Franchement, je suis contente qu’il soit sorti. Je l’ai beaucoup écouté, donc je suis contente qu’il passe dans d’autres mains. Quand tu sors un disque, tu as envie que ça te décharge. Je voulais que les gens fassent leur propre vie avec. Je me suis toujours dit que faire de la musique c’est faire une sorte de bande originale de la vie des gens. Je sais que moi, j’ai des disques qui sont la bande-originale de ma vie. C’est comme ça que j’espère que ce disque vivra, en faisant partie de la vie des gens. 

Tu penses qu’il va bien traverser le temps ? 

C’est la photographie de ma vie pendant quelques années, c’est ce que j’ai pu faire à ce moment-là. Donc moi, je ne sais pas du tout. Il m’échappe maintenant, et j’ai déjà envie de continuer même si ça a été exigeant. 

Quand tu sors un disque, tu as envie que ça te décharge.

Parce que c’est un premier album, il fallait que la période de maturation, et la période qu’il raconte s’étendent sur quelques années ? 

Pour moi ça reste la photographie d’instants précis. Même si pile trois années se sont écoulées entre le moment où j’ai commencé à faire ce disque et celui où il est sorti. Ce qui a été long, dans la fabrication de ce disque, c’est la période de recherche. C’est une partie de ma vie, de ce que j’avais à dire à ce moment-là.

Et puis c’est même le principe d’un premier album, tu as beaucoup d’années derrière toi, à compiler, que quand tu es dans la poursuite d’une œuvre. 

Peut-être. J’espère que le deuxième prendra moins de temps. Si j’en fais un deuxième. Trois ans en fait, c’est un peu un temps moyen. J’ai appris qu’un album de Beck avait été fait en 7 ans. Chacun fait à son rythme. Et puis, je pouvais attendre, pour le sortir après le Covid. Mais non, je voulais qu’il sorte dans ce moment. Je ne voulais pas attendre. 

Photo : Pierre-Ange Carlotti

Et c’est le défi éternel d’aimer, de restaurer, un projet artistique fait à un moment précis, avec la matière d’un moment précis, et qui sort dans un tout autre état d’esprit. 

Oui ! Et ça, c’est surtout le grand défi du live. Tu fais des chansons que tu as créées des années auparavant. On verra ça quand il y aura des lives…

Tu auras tout le temps l’impression confortable ou inconfortable de porter des vieux habits. 

Oui, et le défi c’est de se les réapproprier. 

Est-ce que la surprise, artistiquement, c’est un état qui t’intéresse ? 

J’adore. C’est le truc que je trouve primordial.

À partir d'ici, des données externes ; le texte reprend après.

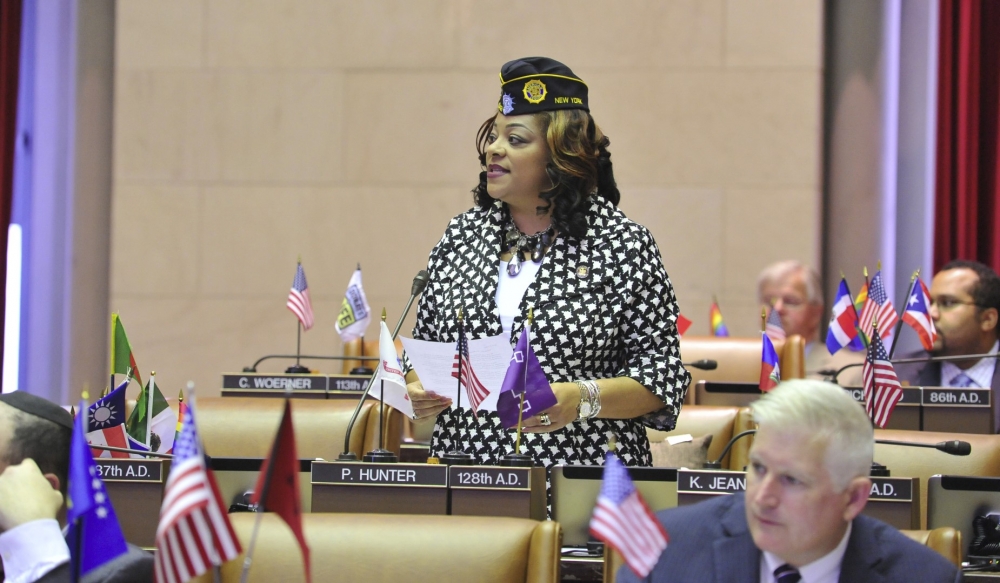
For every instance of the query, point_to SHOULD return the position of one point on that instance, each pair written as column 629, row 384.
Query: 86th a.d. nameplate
column 368, row 474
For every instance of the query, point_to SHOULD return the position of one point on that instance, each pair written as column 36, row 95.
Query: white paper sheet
column 433, row 362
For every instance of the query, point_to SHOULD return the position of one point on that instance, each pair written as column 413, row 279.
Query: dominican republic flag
column 107, row 423
column 623, row 521
column 843, row 329
column 772, row 326
column 882, row 390
column 770, row 372
column 879, row 308
column 389, row 383
column 918, row 316
column 298, row 299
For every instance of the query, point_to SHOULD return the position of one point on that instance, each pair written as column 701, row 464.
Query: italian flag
column 152, row 424
column 122, row 359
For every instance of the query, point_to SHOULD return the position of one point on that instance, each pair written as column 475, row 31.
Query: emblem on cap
column 508, row 104
column 534, row 91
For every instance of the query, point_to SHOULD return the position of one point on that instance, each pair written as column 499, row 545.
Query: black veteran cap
column 37, row 406
column 534, row 84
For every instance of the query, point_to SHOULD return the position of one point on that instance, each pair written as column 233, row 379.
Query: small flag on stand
column 882, row 390
column 107, row 423
column 474, row 389
column 152, row 424
column 843, row 329
column 770, row 372
column 918, row 316
column 277, row 488
column 298, row 299
column 773, row 326
column 524, row 376
column 93, row 534
column 194, row 533
column 355, row 314
column 715, row 317
column 624, row 522
column 391, row 372
column 878, row 307
column 122, row 359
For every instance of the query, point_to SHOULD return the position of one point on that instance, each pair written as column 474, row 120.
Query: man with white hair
column 794, row 291
column 800, row 518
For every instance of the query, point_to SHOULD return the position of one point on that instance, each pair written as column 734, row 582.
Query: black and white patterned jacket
column 603, row 308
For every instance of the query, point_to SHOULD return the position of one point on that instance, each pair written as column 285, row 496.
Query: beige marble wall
column 248, row 133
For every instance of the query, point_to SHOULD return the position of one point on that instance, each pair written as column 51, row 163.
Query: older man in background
column 794, row 291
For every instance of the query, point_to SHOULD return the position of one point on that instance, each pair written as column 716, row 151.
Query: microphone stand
column 419, row 283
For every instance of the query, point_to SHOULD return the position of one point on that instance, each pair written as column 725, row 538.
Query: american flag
column 878, row 307
column 773, row 326
column 882, row 390
column 474, row 389
column 298, row 299
column 194, row 533
column 622, row 520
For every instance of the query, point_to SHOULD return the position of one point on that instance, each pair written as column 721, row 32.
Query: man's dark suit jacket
column 928, row 374
column 710, row 542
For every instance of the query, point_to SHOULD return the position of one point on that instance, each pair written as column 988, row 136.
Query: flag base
column 517, row 460
column 381, row 456
column 458, row 458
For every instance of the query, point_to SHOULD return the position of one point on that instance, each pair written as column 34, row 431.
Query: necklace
column 518, row 244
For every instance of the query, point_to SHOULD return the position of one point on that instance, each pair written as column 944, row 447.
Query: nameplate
column 955, row 397
column 489, row 478
column 130, row 470
column 911, row 395
column 710, row 482
column 348, row 383
column 295, row 382
column 895, row 489
column 368, row 474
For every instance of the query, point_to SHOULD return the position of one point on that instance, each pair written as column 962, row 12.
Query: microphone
column 833, row 374
column 703, row 364
column 419, row 283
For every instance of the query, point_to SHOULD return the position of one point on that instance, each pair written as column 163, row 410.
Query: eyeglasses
column 949, row 303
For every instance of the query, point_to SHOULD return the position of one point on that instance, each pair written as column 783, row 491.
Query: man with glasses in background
column 965, row 302
column 793, row 290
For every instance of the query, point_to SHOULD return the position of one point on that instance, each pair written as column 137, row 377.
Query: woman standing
column 546, row 235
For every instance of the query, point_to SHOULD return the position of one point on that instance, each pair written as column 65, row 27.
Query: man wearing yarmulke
column 34, row 466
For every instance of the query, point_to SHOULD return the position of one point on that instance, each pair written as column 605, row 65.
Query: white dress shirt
column 31, row 550
column 825, row 569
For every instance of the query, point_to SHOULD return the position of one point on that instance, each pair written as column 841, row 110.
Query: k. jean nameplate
column 130, row 470
column 368, row 474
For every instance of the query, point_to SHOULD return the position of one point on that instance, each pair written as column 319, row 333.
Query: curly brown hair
column 579, row 167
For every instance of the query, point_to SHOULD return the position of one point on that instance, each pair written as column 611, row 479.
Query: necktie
column 963, row 381
column 787, row 574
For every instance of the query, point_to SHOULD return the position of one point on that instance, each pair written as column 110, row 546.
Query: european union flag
column 93, row 536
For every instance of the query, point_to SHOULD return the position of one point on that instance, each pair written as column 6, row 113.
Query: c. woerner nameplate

C’est très difficile, mais c’est l’une des choses qui me motive pour continuer. La première fois que j’ai sorti un son, c’était en 2012, et ça a surpris mon entourage. Personne ne savait que je faisais ça. Et j’ai vraiment adoré ce sentiment. J’ai aimé que les gens ne soupçonnent pas que je faisais ça. J’avoue que parfois, j’aimerais y revenir. 

Reconvoquer l’énergie de la première fois, de la surprise originelle, de l’émerveillement ? 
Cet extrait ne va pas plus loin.